The hyperbole here is breathtaking: Thomas' rapid rise to a lifetime appointment on the Supreme Court was interrupted, ever so briefly, by allegations that he sexually harassed Anita Hill; in Richard Wright's novel, Bigger Thomas is wrongly convicted of raping and murdering a white woman and then sentenced to death for the crimes.
But even if the analogies Thomas makes are somehow apt, what's incredible is how little he has learned from them.
Writing about Harper Lee's "To Kill a Mockingbird," Thomas says that Robinson, on trial for raping a white woman, "was lucky to have had a trial at all" after having been saved from a "lynch mob's rope." Writing a dissent in Hamdi v. Rumsfeld in 2004, Thomas said that the president of the United States has unfettered power to declare a citizen an enemy combatant and hold him indefinitely without charges. "Undeniably," Thomas wrote, "Hamdi has been deprived of a serious interest, one actually protected by the Due Process Clause. Against this, however, is the government's overriding interest in protecting the Nation. If a deprivation of liberty can be justified by the need to protect a town, the protection of the Nation, a fortiori, justifies it."
Again on "To Kill a Mockingbird," Thomas writes that the fictional case against Robinson was "laughably flimsy, but in the Deep South you didn't need a strong case to send a black man to the gallows, and it is already clear that Tom will be convicted when Atticus goes before the jury to make his closing argument." In the 2006 case of House v. Bell, Thomas was one of just three justices who said that a death row inmate should not be allowed to proceed with federal habeas corpus proceedings despite DNA evidence that called his guilt into serious question.

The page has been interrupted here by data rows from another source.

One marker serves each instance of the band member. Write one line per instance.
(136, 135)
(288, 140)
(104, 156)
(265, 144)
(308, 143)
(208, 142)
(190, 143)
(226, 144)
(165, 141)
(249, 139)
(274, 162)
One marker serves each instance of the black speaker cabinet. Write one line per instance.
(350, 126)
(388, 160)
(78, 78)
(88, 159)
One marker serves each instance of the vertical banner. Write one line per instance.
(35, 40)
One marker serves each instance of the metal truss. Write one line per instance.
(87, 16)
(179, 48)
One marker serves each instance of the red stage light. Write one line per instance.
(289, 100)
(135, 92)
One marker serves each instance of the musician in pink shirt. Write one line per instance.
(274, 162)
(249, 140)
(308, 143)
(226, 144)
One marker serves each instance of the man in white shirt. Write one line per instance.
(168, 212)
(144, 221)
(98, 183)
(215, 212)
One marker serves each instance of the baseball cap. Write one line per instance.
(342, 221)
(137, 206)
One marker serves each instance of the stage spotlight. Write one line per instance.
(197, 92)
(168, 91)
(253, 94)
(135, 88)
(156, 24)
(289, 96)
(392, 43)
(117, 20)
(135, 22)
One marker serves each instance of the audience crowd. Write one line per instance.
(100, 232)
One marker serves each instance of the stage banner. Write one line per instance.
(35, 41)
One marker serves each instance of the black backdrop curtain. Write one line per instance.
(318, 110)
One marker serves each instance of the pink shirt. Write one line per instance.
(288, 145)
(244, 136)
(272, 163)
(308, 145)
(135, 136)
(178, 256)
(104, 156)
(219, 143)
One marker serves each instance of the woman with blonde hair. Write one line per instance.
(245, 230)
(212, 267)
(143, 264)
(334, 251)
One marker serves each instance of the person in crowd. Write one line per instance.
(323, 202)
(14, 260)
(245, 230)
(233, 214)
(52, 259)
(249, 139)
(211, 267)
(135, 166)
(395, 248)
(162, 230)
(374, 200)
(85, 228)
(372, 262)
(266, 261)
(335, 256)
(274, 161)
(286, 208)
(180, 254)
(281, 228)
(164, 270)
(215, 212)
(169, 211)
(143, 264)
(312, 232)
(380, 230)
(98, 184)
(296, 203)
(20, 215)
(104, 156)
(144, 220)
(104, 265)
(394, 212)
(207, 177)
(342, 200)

Thomas recalls what Lee's Atticus Finch says about racists' "evil assumption" -- that "all Negroes lie, that all Negroes are basically immoral beings, that all Negro men are not to be trusted around our women" -- and says he knows "exactly" what Finch means because he felt the effects of that assumption during his confirmation hearings. "I, too, took it for granted that nothing I could say, however eloquent or sincere, was capable of overcoming the evil assumptions in which my accusers had put their trust," Thomas writes. In the 2003 case of Grutter v. Bollinger, Thomas argued that the affirmative action program at the University of Michigan's law school was unconstitutional, in part because he saw no evidence that the "purported 'beneficiaries' of this racial discrimination prove themselves by performing at (or even near) the same level as those students who receive no preferences."
Thomas brushed off the university's claimed interest in "diversity," saying that all it really wanted was a better "aesthetic." "That is," he wrote, "the law school wants to have a certain appearance, from the shape of the desks and tables in its classrooms to the color of the students sitting at them."
So what Thomas portrays as such a defining issue in his own life is just a matter of "aesthetics" in everyone else's. Maybe there's more to Thomas' reflections than what we've taken away from the excerpts we've read so far. But for now, we're left bewildered: How can a justice with such a keen sense of his own persecution be so blind to that of others?